Karya Tulis Ilmiah
PERILAKU PETANI PADI DALAM PENGGUNAAN ALAT PELINDUNG DIRI SAAT PERACIKAN DAN PENYEMPROTAN PESTISIDA DI DESA MEUNASAH TUHA KECAMATAN SUKAMAKMUR KABUPATEN ACEH BESAR TAHUN 2024
PERILAKU PETANI PADI DALAM PENGGUNAAN ALAT PELINDUNG
DIRI SAAT PERACIKAN DAN PENYEMPROTAN PESTISIDA DI DESA
MEUNASAH TUHA KECAMATAN SUKAMAKMUR KABUPATEN
ACEH BESAR TAHUN 2024
M Khalis 1, Nasrullah2
1 Mahasiswa Prodi Diploma Tiga Sanitasi Jurusan Kesehatan Lingkungan Poltekkes Kemenkes Aceh
2 Dosen Jurusan Kesehatan Lingkungan Poltekkes Kemenkes Aceh
ABSTRAK
Indonesia sebagai negara agraris yang sebagian besar penduduknya berprofesi sebagai petani dengan kualitas tanah Indonesia yang sangat berkualitas dan dapat menghasilkan banyak sumber daya alam.

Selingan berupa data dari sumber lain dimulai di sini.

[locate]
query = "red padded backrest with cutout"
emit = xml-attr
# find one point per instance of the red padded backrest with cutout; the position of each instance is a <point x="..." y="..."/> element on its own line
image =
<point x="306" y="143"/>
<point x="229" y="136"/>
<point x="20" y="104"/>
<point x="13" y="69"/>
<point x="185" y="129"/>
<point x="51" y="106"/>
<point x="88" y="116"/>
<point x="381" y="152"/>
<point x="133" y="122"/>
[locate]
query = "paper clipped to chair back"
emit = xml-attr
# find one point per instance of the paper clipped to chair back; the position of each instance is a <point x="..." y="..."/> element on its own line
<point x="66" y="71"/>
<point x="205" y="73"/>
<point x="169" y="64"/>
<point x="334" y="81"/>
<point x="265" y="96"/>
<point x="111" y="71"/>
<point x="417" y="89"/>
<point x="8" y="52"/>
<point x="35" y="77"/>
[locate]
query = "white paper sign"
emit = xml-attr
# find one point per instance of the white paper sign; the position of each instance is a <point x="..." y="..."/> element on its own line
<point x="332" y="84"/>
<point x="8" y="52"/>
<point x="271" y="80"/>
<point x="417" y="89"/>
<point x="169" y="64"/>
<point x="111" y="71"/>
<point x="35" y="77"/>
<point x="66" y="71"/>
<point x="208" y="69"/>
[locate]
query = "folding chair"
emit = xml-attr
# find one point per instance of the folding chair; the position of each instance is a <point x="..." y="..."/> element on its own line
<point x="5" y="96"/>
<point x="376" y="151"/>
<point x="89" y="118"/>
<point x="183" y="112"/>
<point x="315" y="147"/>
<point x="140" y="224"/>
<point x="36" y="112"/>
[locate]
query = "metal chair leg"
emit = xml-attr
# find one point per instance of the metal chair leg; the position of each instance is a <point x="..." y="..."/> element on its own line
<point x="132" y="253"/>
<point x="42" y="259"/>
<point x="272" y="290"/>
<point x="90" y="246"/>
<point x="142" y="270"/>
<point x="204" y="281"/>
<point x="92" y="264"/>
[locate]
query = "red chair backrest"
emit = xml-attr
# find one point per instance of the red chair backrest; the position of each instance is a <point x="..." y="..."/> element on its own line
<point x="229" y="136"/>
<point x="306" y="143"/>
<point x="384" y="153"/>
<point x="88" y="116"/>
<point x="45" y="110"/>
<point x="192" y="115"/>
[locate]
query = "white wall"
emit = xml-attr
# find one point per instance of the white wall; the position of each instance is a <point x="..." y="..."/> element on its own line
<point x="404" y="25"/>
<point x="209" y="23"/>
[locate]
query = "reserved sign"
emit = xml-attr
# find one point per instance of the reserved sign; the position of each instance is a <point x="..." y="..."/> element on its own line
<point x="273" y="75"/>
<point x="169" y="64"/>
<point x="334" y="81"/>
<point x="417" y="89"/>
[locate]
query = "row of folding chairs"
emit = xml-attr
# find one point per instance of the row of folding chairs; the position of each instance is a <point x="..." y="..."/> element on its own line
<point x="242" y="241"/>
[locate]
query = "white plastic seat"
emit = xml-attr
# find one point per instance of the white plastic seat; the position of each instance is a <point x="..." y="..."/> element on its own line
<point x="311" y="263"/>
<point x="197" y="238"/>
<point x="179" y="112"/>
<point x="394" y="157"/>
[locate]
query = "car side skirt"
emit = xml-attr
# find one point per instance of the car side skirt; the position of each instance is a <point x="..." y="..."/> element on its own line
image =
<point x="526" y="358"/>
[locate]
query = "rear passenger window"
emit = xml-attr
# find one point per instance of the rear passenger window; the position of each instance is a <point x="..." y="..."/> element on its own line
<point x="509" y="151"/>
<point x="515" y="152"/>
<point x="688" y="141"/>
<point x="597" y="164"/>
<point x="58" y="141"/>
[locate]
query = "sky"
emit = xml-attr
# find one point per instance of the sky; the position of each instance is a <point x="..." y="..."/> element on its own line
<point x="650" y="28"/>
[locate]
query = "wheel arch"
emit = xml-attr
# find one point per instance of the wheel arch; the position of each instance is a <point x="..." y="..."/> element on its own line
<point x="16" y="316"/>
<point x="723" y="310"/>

Kualitas pertanian juga sangat berkebang pesat misalnya melalui pestisida sebagai penunjang pekerjaan petani. Keracunan pestisida juga telah menjadi masalah kesehatan masyarakat utama di beberapa negara berkembang, terutama karena penggunaan produk pestisida yang tidak aman selama kegiatan pekerjaan (Mutia and Oktarlina, 2020). Berdasarkan survei awal, bahwa petani yang ada di Desa Meunasah Tuha Kecamatan Sukamakmur Kabupaten Aceh Besar terlihat ada sebanyak 30 orang petani yang tidak menggunakan alat pelindung diri (APD) sesuai ketentuan pada saat peracikan dan penyemprotan pestisida. Penelitian ini bersifat deskriptif yang dilakukan pada bulan januari sampai dengan sampai dengan februari tahun 2024. Populasi dan sampel pada penelitian ini adalah seluruh kelompok tani yang ada di
desa Meunasah Tuha sebanyak 30 orang. Instrumen penelitian yang digunakan berupa quisioner yang digunakan sebagai media untuk mengetahui pengetahuan, sikap tindakan dan penggunaan apd pada petani. Berdasarkan hasil penelitian diketahui bahwa tingkat pengetahuan petani di Desa Meunasah Tuha adalah baik yaitu mencapai 60 % atau 18 orang petani, Sikap petani adalah baik yaitu mencapai 80% atau 24 orang petani. Tindakan petani adalah cukup yaitu mencapai 40% atau 12 orang petani, dan penggunaan apd petani adalah menggunakan apd yaitu mencapai 40% atau 12 orang petani. Dapat disimpulkan bahwa petani di desa Meunasah Tuha masih berpotensi terjadi gangguan kesehatan akibat tidak menggunakan alat pelindung diri (APD) saat peracikan dan penyemprotan pestisida. Diharapkan petani harus memperhatikan penggunaan alat pelindung diri yang baik dan benar dan memperhatikan pentunjuk peracikan hingga penyimpanan pestisida yang baik dan benar untuk meminimalisir efek keracunan pestisida.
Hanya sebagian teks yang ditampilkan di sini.